FIG. 4 is a schematic view of a main part for explaining a conventional spiral steel pipe automatic welding method.

[Explanation of symbols]

(1)… Automatic copying machine (2)… White line drawing device (3)… Gap control frame (4)… Inner welding machine (5)… Automatic copying control unit (6)… Inner welding machine drive unit (21)… White line (31)… Position sensor (41)… Main material of inner surface welding (42)… Hydraulic cylinder (43)… Welding torch (44)… TV camera (45)… Position sensor (51)… Image processing means (52)… Sample Holding means (53)… Correction means (54)… Comparing means (61)… Sequencer (62)… Amplifier (63)… Hydraulic valve (PL)… Sheet steel plate (PT)… Spiral steel pipe (Px)… Pipe shaft (p): Edge of flat steel plate

Claims (1)

(57) [Claims] 1. A steel plate fed in a flat plate shape is bent to join the edges together, and welding is performed while controlling a forming angle so that a gap of the joining portion is constant, and an outer surface is formed along the joining line.

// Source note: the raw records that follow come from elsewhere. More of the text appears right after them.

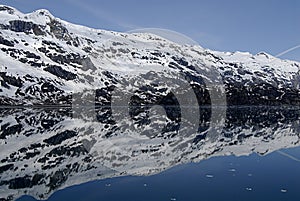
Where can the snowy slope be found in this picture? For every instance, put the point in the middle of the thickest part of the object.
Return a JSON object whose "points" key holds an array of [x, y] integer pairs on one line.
{"points": [[44, 60], [49, 62]]}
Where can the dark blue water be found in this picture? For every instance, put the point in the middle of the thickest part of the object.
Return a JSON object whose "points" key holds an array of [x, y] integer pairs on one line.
{"points": [[275, 176]]}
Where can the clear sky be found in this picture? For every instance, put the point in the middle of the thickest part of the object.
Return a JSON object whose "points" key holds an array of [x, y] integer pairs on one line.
{"points": [[272, 26]]}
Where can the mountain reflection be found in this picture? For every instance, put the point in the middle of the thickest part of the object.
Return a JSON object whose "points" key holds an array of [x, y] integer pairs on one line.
{"points": [[46, 149]]}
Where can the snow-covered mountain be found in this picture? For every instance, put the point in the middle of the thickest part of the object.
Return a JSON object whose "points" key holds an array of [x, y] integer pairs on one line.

A method of manufacturing a spiral steel pipe by welding and then welding an inner surface thereof, wherein a reference line is drawn at a predetermined distance from an edge of a flat steel plate immediately before forming, and a welding torch and a TV are used at the time of inner surface welding. A camera is attached at a fixed interval, and the reference line is photographed by the TV camera of the inner surface welding means inserted into the formed steel pipe part so as to be able to move back and forth along the pipe axis of the formed steel pipe part. Detecting the position of the reference line in the screen from the video signal including the reference line, and moving the inner surface welding means back and forth so as to match the detected position with the reference line position target value predetermined in the screen, Welding torch follows joining line The reference line position target value under the predetermined forming angle is corrected based on the change of the forming angle during the gap control, and the detected position matches the corrected reference line position target value. A method for automatically welding spiral steel pipes.